El laberinto de una mente confusa Blanqui no siempre lo fue… Blanca se encontraba atrapada en lo que llamamos el "laberinto de la mente". Sus pensamientos, como telones difíciles de domar y llevados por el viento invisible, opacaban su luz interior. En esa confusión, el dolor se volvió tan punzante que su mente, buscando una salida errónea en las tinieblas en las que se encontraba, la llevó a intentar dañarse a sí misma, perdiéndose en una "noche oscura" densa de nubes y miedos. Cuando estamos en la visión limitada, los problemas parecen no tener solución y nos encadenan al sufrimiento.

La metanoia y la Ataraxia La noticia que de repente la sacudió para sanar e investigar es el proceso de metanoia. Alinearse a lo sublime de una mente en estado de Ataraxia SANA: en medio de la tormenta, Blanqui decidió detenerse, calmar y enmudecer los pensamientos que la atormentaban. Comprendió que no se trataba de luchar contra lo de afuera, sino de realizar un acto revolucionario: la autodeterminación de sacar desde adentro su potencial más profundo, porque tenía ahora un faro de luz interior que seguir. Inició así la sublimación por medio de la metanoia sanadora, buscando ese estado de calma e imperturbabilidad de la mente donde todo es posible; no importaba que afuera estuviera desatada la tormenta, solo había un "pensamiento espada" para reducirlos a la nada.
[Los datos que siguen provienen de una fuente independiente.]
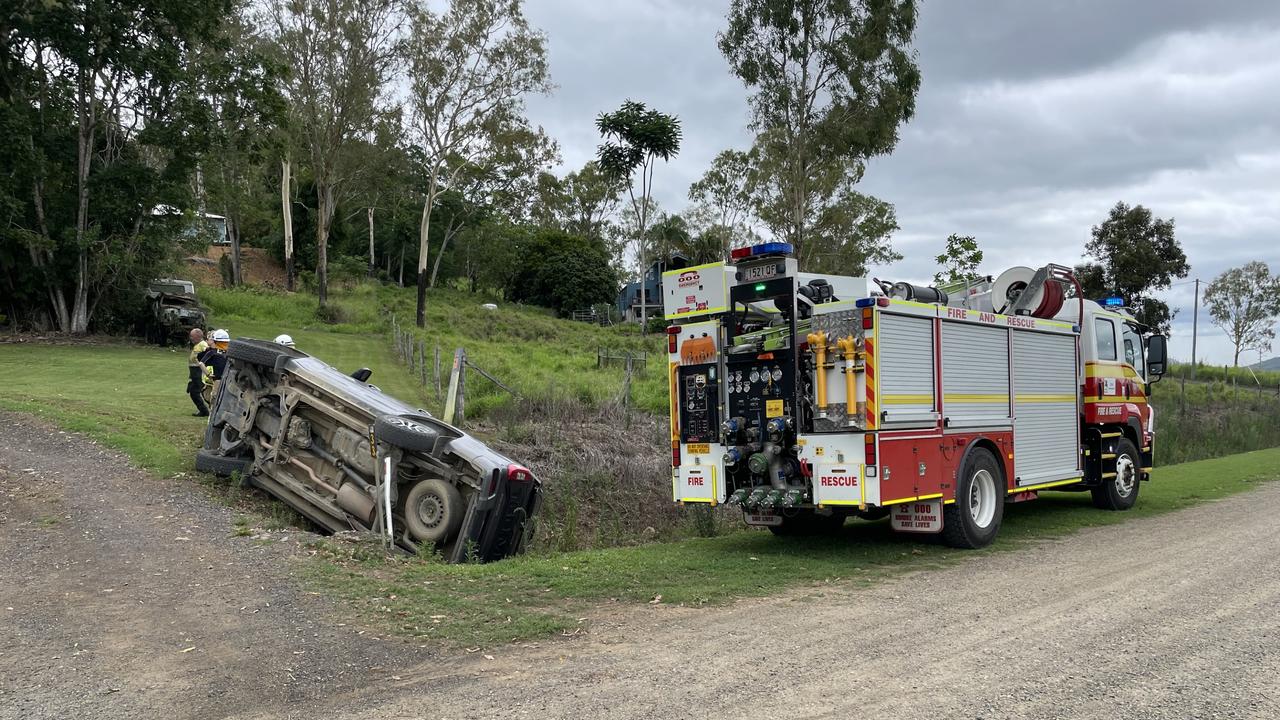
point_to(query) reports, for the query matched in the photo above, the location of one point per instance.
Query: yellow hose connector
(818, 342)
(849, 346)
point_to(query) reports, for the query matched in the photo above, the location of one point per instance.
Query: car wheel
(1121, 491)
(405, 433)
(974, 518)
(433, 510)
(255, 352)
(222, 465)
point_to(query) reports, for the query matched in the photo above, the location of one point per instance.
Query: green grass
(528, 349)
(1211, 419)
(133, 397)
(525, 597)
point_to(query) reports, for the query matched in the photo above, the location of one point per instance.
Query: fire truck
(807, 399)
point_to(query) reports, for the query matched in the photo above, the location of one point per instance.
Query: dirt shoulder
(127, 596)
(1173, 616)
(124, 596)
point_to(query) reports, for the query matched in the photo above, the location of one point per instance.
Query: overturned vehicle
(342, 452)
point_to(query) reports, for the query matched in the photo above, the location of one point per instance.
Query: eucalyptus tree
(339, 55)
(636, 137)
(103, 122)
(831, 81)
(471, 68)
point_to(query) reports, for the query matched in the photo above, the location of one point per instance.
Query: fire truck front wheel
(1120, 491)
(974, 518)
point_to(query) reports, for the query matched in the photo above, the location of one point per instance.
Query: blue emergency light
(760, 250)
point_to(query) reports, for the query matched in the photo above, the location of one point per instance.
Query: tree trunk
(424, 233)
(287, 210)
(324, 214)
(373, 259)
(40, 260)
(233, 235)
(439, 255)
(83, 156)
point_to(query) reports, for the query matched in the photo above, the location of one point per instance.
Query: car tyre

 Para sanar, Blanqui tuvo que adoptar una "Mentalidad de Cima de Montaña". Esta mirada le permitió elevarse por encima de las teorías médicas, psicológicas y los pronósticos humanos que intentaban etiquetar el sufrimiento, además de taparlo bajo el despliegue de una milicia que adormece. Al posicionarse en la "montaña", Blanqui entendió que lo que los sentidos captan como "terrorífico" es solo una jugada de su propia mente —la mortal infinita— que opaca el faro espiritual; para ello aplicó lo que había entrenado: REVERTIR LA MIRADA.

 Su verdadera esencia es SANA y libre de toda enfermedad o limitación humana; su actitud de guerrero que sabe cuál es la conquista no se desvió ni aun en la tormenta. Debía "sublimar" las opiniones externas, desintegrando los condicionamientos que actuaban como una "casa arrasada" en su interior. El lenguaje sublime arrasó con lo falso.

Al limpiar los vidrios de su percepción —lo cual implicó un sutil entrenamiento—, se animó a hacer las preguntas que cambiaron la percepción que tenía del mundo externo. Preguntas que fueron más allá de los linajes familiares; los linajes existenciales la cautivaron, algo que a toda la humanidad le compete, pero para lo cual no hay Google Maps ni Inteligencia Artificial; es en los confines de nuestra mente y en la experiencia.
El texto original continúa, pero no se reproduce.